- Also known as: The Mighty Horse
- Origin: Manchester, England
- Genres: Comedy rock, parody
- Years active: 1997–2001
- Labels: Warner, Columbia
- Past members: Mark Radcliffe Marc "Lard" Riley Chris Lee Rhys Hughes Patrick Gallagher AKA Dick Scruttock

= Shirehorses =

UK parody rock band, 1997–2001

The Shirehorses were a spoof band comprising two BBC Radio DJs from Manchester, Mark Radcliffe and Marc Riley, known collectively as Mark and Lard.

As part of their BBC Radio 1 shows, the pair produced pastiches of chart songs, such as "You're Gormless", a parody of Babybird's "You're Gorgeous", "Lardy Boy", a parody of Placebo's "Nancy Boy", and "Why Is It Always Dairylea", spoofing Travis's "Why Does It Always Rain on Me?", using the band names 'Baby Bloke', 'Gazebo' and 'Dave Lee Travisty' respectively.
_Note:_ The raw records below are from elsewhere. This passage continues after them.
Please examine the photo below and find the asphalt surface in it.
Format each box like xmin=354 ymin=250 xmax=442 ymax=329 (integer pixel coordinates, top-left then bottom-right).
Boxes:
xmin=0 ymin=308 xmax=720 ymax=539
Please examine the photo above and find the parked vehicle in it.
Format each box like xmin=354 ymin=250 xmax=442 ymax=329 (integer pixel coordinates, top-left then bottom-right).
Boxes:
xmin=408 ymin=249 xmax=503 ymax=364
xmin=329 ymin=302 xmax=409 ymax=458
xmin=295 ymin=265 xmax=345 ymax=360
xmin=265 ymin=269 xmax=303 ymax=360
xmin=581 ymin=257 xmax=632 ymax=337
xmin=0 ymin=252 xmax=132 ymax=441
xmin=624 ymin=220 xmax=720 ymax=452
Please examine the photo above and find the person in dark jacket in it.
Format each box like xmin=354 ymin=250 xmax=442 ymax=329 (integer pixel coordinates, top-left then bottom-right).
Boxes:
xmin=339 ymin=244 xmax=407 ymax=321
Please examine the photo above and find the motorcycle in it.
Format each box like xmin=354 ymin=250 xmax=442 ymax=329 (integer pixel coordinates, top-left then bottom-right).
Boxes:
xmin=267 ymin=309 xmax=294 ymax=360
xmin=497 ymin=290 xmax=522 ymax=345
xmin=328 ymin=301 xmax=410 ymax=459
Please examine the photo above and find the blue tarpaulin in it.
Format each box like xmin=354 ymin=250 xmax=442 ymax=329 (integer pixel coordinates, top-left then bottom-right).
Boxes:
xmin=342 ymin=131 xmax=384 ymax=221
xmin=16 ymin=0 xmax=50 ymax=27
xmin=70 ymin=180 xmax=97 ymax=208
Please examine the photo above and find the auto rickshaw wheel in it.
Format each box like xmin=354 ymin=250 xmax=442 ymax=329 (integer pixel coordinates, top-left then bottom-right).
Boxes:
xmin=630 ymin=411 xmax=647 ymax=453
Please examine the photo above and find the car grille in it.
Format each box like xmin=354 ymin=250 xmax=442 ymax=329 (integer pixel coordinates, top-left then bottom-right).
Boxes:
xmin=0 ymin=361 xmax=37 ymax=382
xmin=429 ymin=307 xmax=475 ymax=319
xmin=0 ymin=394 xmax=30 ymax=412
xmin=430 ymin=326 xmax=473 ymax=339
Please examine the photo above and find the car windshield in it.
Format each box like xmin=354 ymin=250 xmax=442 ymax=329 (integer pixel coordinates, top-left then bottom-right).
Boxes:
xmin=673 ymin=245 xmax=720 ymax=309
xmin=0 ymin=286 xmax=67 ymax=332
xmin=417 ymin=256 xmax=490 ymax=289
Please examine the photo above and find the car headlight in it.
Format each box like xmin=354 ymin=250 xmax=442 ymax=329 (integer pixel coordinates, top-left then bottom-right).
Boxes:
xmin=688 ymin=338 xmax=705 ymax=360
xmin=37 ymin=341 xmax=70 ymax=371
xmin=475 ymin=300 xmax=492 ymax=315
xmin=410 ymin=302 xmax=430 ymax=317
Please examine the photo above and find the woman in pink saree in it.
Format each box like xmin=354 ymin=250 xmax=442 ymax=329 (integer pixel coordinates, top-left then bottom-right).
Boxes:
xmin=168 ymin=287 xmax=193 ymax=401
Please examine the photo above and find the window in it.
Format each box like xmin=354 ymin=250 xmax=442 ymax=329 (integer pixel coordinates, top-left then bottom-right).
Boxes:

When they rewrote The Seahorses' "Love Is the Law" as "(Now) I Know (Where I'm Going) Our Kid", they chose the stage-name Shirehorses, which they then retained for future recordings and performances. Other parodies include "I Want a Roll with It" (spoofing "Roll with It" by Oasis), "Feel Like Shite" ("Alright" by Supergrass), and "Country Spouse" ("Country House" by Blur).

The band toured extensively, playing many small, university gigs to exploit their popularity with students. However, they also performed at larger venues, supporting Blur on a 1997 UK tour, taking in several stadia, and appearing at Glastonbury Festival in 1997.
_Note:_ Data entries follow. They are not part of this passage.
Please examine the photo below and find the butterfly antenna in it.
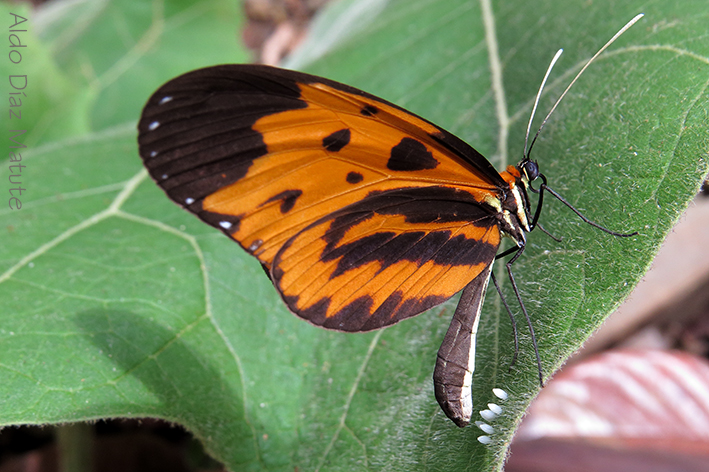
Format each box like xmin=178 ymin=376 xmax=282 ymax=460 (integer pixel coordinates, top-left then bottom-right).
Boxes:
xmin=524 ymin=13 xmax=645 ymax=158
xmin=523 ymin=49 xmax=564 ymax=159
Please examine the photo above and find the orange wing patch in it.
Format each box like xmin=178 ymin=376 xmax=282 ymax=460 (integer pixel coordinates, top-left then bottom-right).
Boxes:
xmin=202 ymin=79 xmax=504 ymax=267
xmin=139 ymin=66 xmax=507 ymax=331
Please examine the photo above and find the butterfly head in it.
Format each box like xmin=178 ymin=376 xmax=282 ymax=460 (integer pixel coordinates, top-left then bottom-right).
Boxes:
xmin=518 ymin=157 xmax=539 ymax=185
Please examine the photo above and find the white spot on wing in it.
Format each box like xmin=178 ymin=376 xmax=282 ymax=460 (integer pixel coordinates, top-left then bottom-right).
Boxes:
xmin=487 ymin=403 xmax=502 ymax=415
xmin=475 ymin=421 xmax=495 ymax=434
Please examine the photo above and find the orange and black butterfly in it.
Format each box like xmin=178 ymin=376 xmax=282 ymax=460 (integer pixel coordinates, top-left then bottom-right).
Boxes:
xmin=138 ymin=16 xmax=640 ymax=426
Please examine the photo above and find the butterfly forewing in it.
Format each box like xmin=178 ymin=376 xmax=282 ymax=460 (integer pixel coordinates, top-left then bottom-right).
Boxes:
xmin=139 ymin=65 xmax=504 ymax=280
xmin=272 ymin=187 xmax=500 ymax=331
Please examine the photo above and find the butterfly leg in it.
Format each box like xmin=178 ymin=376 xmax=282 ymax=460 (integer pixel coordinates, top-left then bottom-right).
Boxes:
xmin=433 ymin=264 xmax=492 ymax=428
xmin=505 ymin=246 xmax=544 ymax=387
xmin=490 ymin=272 xmax=519 ymax=370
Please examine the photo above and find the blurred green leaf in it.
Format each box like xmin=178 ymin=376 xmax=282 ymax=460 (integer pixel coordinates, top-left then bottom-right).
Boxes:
xmin=0 ymin=0 xmax=709 ymax=471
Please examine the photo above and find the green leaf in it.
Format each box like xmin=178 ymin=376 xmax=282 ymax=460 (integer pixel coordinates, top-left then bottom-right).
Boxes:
xmin=0 ymin=0 xmax=709 ymax=471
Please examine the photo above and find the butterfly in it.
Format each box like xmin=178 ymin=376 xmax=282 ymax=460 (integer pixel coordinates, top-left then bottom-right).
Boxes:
xmin=138 ymin=17 xmax=639 ymax=426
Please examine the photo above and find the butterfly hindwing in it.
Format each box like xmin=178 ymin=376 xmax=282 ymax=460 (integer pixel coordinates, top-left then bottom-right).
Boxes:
xmin=139 ymin=65 xmax=506 ymax=331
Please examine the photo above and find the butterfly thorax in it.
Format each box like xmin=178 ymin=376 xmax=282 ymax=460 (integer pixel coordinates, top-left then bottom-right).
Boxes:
xmin=497 ymin=166 xmax=530 ymax=246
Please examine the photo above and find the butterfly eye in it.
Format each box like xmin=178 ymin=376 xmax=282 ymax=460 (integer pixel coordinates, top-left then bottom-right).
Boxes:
xmin=523 ymin=161 xmax=539 ymax=182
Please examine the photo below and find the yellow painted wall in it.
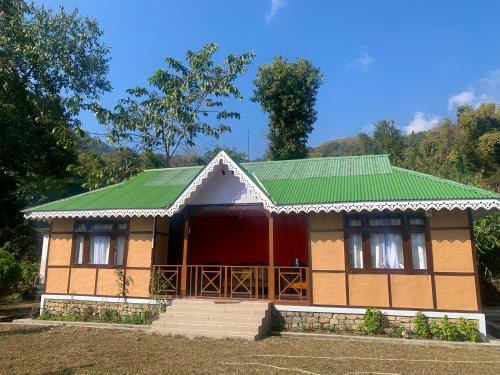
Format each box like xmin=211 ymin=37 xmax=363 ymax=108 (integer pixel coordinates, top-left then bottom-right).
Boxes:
xmin=431 ymin=229 xmax=474 ymax=272
xmin=45 ymin=268 xmax=69 ymax=293
xmin=435 ymin=275 xmax=478 ymax=311
xmin=96 ymin=268 xmax=119 ymax=296
xmin=310 ymin=232 xmax=345 ymax=271
xmin=127 ymin=269 xmax=151 ymax=297
xmin=47 ymin=233 xmax=73 ymax=266
xmin=127 ymin=233 xmax=153 ymax=267
xmin=69 ymin=268 xmax=96 ymax=294
xmin=390 ymin=275 xmax=433 ymax=309
xmin=312 ymin=272 xmax=346 ymax=305
xmin=349 ymin=274 xmax=389 ymax=307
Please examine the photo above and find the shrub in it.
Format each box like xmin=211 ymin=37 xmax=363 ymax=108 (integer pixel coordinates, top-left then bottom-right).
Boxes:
xmin=413 ymin=312 xmax=432 ymax=338
xmin=0 ymin=248 xmax=21 ymax=290
xmin=99 ymin=309 xmax=122 ymax=323
xmin=358 ymin=307 xmax=384 ymax=335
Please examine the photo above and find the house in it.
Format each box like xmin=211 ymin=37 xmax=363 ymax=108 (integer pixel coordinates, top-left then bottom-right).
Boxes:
xmin=25 ymin=151 xmax=500 ymax=333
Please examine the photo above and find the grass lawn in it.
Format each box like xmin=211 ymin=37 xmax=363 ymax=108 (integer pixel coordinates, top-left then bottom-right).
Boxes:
xmin=0 ymin=324 xmax=500 ymax=375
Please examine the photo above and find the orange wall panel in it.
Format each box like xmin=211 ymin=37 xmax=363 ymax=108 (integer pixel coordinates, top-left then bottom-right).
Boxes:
xmin=126 ymin=270 xmax=151 ymax=297
xmin=431 ymin=229 xmax=474 ymax=272
xmin=312 ymin=272 xmax=346 ymax=305
xmin=130 ymin=217 xmax=154 ymax=233
xmin=96 ymin=268 xmax=120 ymax=296
xmin=349 ymin=274 xmax=389 ymax=307
xmin=127 ymin=233 xmax=152 ymax=267
xmin=391 ymin=275 xmax=434 ymax=309
xmin=51 ymin=219 xmax=75 ymax=232
xmin=430 ymin=209 xmax=469 ymax=228
xmin=309 ymin=212 xmax=343 ymax=231
xmin=69 ymin=268 xmax=96 ymax=294
xmin=48 ymin=234 xmax=73 ymax=266
xmin=435 ymin=275 xmax=478 ymax=311
xmin=310 ymin=232 xmax=345 ymax=270
xmin=45 ymin=267 xmax=69 ymax=293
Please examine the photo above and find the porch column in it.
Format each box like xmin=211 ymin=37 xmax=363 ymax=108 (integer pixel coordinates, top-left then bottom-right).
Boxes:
xmin=267 ymin=215 xmax=274 ymax=301
xmin=181 ymin=216 xmax=189 ymax=297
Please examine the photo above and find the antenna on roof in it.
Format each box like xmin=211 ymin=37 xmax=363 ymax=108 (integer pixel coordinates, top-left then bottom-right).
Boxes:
xmin=247 ymin=129 xmax=250 ymax=162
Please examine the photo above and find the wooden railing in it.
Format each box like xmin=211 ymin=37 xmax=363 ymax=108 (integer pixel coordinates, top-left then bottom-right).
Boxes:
xmin=151 ymin=265 xmax=182 ymax=297
xmin=275 ymin=267 xmax=309 ymax=301
xmin=152 ymin=265 xmax=310 ymax=301
xmin=186 ymin=265 xmax=267 ymax=299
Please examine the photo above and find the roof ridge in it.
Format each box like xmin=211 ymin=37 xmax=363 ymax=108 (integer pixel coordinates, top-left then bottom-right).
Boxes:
xmin=21 ymin=178 xmax=131 ymax=212
xmin=141 ymin=165 xmax=205 ymax=173
xmin=240 ymin=154 xmax=389 ymax=165
xmin=392 ymin=166 xmax=500 ymax=198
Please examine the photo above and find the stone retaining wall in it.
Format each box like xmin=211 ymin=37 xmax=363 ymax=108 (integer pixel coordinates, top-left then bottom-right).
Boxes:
xmin=43 ymin=299 xmax=156 ymax=316
xmin=272 ymin=309 xmax=472 ymax=332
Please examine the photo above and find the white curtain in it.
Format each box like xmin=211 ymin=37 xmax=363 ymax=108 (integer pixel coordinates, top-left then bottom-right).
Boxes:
xmin=89 ymin=236 xmax=109 ymax=264
xmin=349 ymin=233 xmax=363 ymax=268
xmin=411 ymin=233 xmax=427 ymax=270
xmin=370 ymin=233 xmax=404 ymax=269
Marc Riley was formerly a member of British Manchester band the Fall and later the Creepers before embarking on a radio presentation career alongside Mark Radcliffe. Formerly a double act on BBC Radio 1, in March 2004 they went their separate ways, Radcliffe initially to BBC Radio 2, Riley to BBC Radio 6 Music and later joined at the station by Mark Radcliffe as part of the afternoon Radcliffe and Maconie show.

==Discography==
The Shirehorses have released two albums to date:
- The Worst...Album in the World...Ever...EVER!, a parody of the long string of compilation albums released in the UK since the 1990s called The Best (genre) Album in the world ever!.
- Our Kid Eh, a play on the name of Radiohead's album, Kid A.